Afternoon Inquisition

Sunday AI: Correlations

Google Labs has released a new tool:

Google Correlate is an experimental new tool on Google Labs which enables you to find queries with a similar pattern to a target data series. The target can either be a real-world trend that you provide (e.g., a data set of event counts over time) or a query that you enter.”

Basically, Google takes a search term that you enter (“insects”) and examines search patterns for other search terms in its database to calculate a correlation coefficient (r).  It’s an extension of Google Trends; it’s looking to see which search terms trend together.

In case you barely remember that statistics class from your misspent youth, the correlation coefficient is a value between -1 and +1.  The closer to ±1 the r value is, the more closely correlated the patterns are.  The closer the value to zero, the less the two patterns are related.

Of course, we’ve all heard the “correlation is not causation” trope a million times. It’s especially true here; when you don’t even have a hypothesis about a relationship, the data points are just amusing.

For example, searches for “birds” appear to be correlated with “Eliza Doolittle.”

Of course, you know what I searched for.   “Pubic Lice” is most strongly correlated with….a host of civil war search terms.

I am frankly rather baffled about why these search terms should be seasonally correlated, unless Civil War Re-enactors are taking things a little too seriously in their search for authenticity.

Give it a spin–what fun correlations can you discover with Google Correlate?



Bug_girl has a PhD in Entomology, and is a pointy-headed former academic living in Ohio. She is obsessed with insects, but otherwise perfectly normal. Really!
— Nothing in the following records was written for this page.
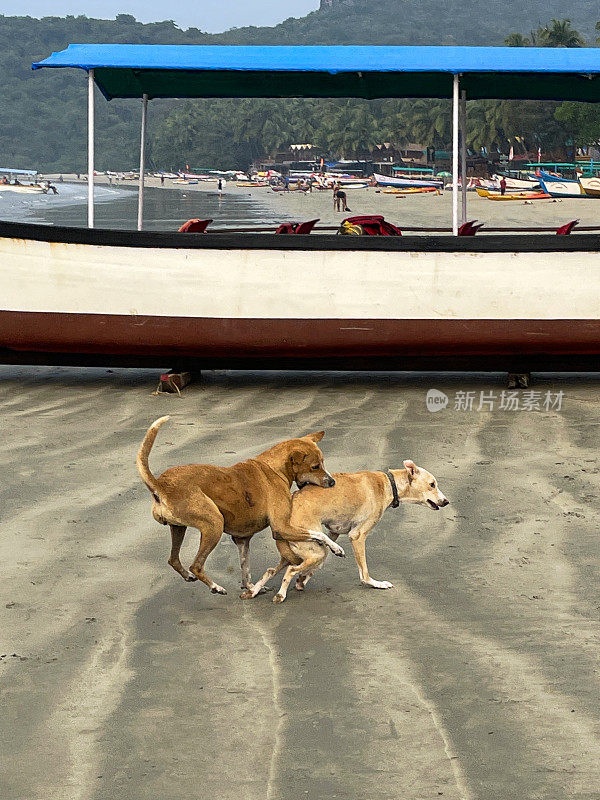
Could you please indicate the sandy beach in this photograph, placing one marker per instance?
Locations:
(426, 210)
(475, 678)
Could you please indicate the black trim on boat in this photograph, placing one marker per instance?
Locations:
(542, 362)
(491, 243)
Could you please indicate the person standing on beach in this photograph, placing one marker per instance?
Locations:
(339, 198)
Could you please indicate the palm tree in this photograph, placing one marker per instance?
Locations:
(560, 34)
(517, 40)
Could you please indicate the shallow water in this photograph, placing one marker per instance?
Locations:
(116, 207)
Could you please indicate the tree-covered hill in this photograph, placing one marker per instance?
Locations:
(43, 114)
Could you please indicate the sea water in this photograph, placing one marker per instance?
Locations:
(116, 207)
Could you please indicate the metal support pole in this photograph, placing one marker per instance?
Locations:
(91, 148)
(455, 99)
(142, 162)
(463, 153)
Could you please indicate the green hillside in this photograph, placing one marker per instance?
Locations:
(43, 114)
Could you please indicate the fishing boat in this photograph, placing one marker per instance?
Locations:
(496, 194)
(248, 299)
(411, 190)
(518, 184)
(13, 181)
(385, 180)
(518, 196)
(591, 186)
(560, 187)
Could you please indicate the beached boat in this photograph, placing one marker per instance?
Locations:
(251, 299)
(560, 187)
(411, 190)
(23, 188)
(591, 186)
(517, 183)
(518, 196)
(95, 296)
(384, 180)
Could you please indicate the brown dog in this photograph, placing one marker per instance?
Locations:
(354, 507)
(240, 500)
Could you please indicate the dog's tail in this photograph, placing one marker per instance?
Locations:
(144, 452)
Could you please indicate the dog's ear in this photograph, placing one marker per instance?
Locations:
(411, 468)
(314, 437)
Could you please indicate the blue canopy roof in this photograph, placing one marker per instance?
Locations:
(124, 70)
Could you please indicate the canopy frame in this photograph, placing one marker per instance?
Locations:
(151, 71)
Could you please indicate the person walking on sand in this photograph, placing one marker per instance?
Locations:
(339, 198)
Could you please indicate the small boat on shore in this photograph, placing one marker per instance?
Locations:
(517, 184)
(384, 180)
(411, 190)
(561, 187)
(495, 194)
(591, 186)
(519, 196)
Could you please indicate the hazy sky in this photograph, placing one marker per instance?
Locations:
(209, 15)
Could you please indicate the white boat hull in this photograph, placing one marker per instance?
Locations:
(317, 297)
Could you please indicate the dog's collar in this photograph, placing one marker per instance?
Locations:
(396, 501)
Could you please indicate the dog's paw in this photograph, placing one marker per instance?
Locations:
(379, 584)
(337, 550)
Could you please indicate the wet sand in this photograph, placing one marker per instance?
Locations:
(475, 677)
(263, 206)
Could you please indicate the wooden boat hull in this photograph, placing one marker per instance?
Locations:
(392, 302)
(411, 190)
(562, 188)
(591, 186)
(518, 196)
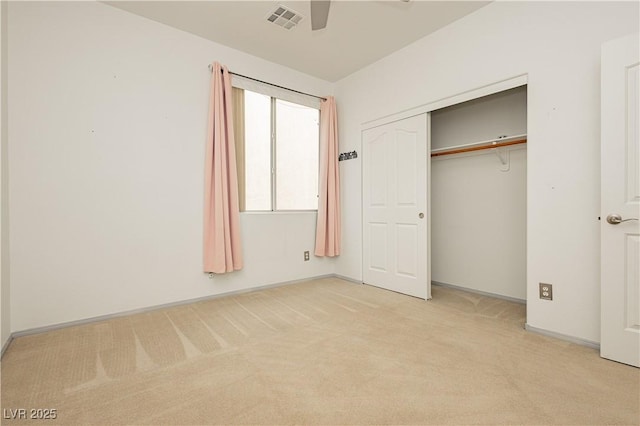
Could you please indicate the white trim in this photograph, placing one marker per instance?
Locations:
(566, 338)
(482, 293)
(479, 92)
(38, 330)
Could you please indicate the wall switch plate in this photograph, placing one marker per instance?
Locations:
(546, 291)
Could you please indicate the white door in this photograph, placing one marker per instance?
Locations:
(620, 186)
(395, 216)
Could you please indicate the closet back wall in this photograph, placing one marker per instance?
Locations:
(478, 211)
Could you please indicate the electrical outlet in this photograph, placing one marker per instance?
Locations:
(546, 291)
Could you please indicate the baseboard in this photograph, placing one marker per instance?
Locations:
(482, 293)
(345, 278)
(6, 346)
(46, 328)
(566, 338)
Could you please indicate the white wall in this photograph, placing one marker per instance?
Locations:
(5, 306)
(558, 45)
(107, 127)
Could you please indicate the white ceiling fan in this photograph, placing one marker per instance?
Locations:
(289, 18)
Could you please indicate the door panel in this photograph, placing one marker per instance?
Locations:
(395, 239)
(620, 195)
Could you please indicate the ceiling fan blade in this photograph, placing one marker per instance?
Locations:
(319, 13)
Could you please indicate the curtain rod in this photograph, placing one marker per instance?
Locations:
(271, 84)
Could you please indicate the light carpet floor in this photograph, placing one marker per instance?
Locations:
(320, 352)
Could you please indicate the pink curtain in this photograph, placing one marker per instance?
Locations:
(222, 248)
(328, 226)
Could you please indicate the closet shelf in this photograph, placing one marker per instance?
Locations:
(478, 147)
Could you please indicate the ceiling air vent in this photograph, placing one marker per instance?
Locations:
(284, 17)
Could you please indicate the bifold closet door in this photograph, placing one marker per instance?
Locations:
(395, 216)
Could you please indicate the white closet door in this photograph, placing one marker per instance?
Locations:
(620, 197)
(395, 216)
If you want a daily stream of cool info about bugs, follow her Facebook page or find her on Twitter.

  1. The civil war correlates LMAO!!!, its just so funny on so many levels.

    I would love to play around with this it looks more fun than ngram viewer, but I have finals next week and am using my non-existent free time to fight creationists

  2. Seasonal forcing in things like the civil war, or martin luther king jr, etc follow from the school year. There is a HUGE wintertime dip as kids go on their winter breaks, and a mild summer dip for summer vacation (during which time some kids take summer classes, or have summer reading lists or whatever, hence the less impressive dip).

    I discovered this while comparing “butter” and “exercise” on google trends. Huge spike in “butter” around xmas and thanksgiving, followed with a spike in “exercise” due to new years resolutions and the post-holiday pounds.

  3. You get that seasonal school-forced pattern with most science topics (confounded by pseudoscience topics, quantum woo, etc). “neuron” for example gives the same thing. Interestingly, “magnets” and “does music affect plant growth” are highly correlated. Science fair stuff, I guess.

  4. “Porn” “Pornography” “Fucking” and “Sex” as well as “Vagina” all come up with

    “No results found for {X}. Suggestions:”

    Seeing as these are easily some of the most searched terms on google, I was hoping they wouldn’t self censor. Thanks for being douchebags, google.

  5. Hi bug_girl and all. I’d like to point out that the way Google Correlate is being used here is not the primary way it’s supposed to be used.

    The real input to it is a time series with values, to generate as output some terms whose search patterns correlate with that time series.

    As a way to make it easy to use right away, it provides the search box so you can input some terms and get out the time series values for that term, which then is automatically fed to Google Correlate to generate the terms matching that trend.

    That part is what has been shown in this post, but the interesting part is to provide external time series that may be interesting like in the case of Flu Trends, cases of flu per day.

    The tutorial explains a bit about how to input the data:

    1. You are absolutely right Isaac. However, we are having a lot of fun using it incorrectly, and I am sure no one thinks there is a causal relationship between these terms.

      Well, I hope no one does.

    Whoops, don’t know how I managed to reproduce ALL of them, since only the ones down to ‘baby scoop’ were even displayed, but… almost all of these are incomprehensible to me!

    Also… ‘montana’! Shudder!

  7. “Science” correlates best with “Kitten behaviour”!
    (but it is still only r=0.74)

    However, “mad scientist” is rather better correlated with “mini lobster” (r=0.93). Fear the venomous flying mini lobsters with lasers!

    Here’s a scary one: “truth”s best correlate is “google adsense”.

    Bizarrely, ‘quark’ has been declining for years, has no obvious academic year correlation, and best matches “midi file” (r=0.98!)

  8. Put in beer and you get an interesting list of correlations including ice cube trays 0.8190, cheap sports 0.8082, and dog benadryl 0.8040; my favorites are cat peeing 0.8131 and, of course, cat pooping 0.7964 this make perfect sense, beer makes me need to pee more that poop too.
    Did I just overshare?

  9. Skepchick number one correlation was star celeb at 0.9286. Well, that’s really no surprise, the Skepchicks are star celebs!! Oddly, when I added an “s” at the end and tried Skepchicks, it correlated best with doggy steps. Hmm..not sure how to interpret that.

  10. Correlated with penile:

    0.8828 wallpaper designs
    0.8811 ford explorer problems
    0.8808 images for websites
    0.8777 samples free
    0.8774 vortec engine
    0.8708 beads wholesale
    0.8692 find people by phone number
    0.8658 fax number lookup
    0.8632 belly pictures
    0.8596 repair estimates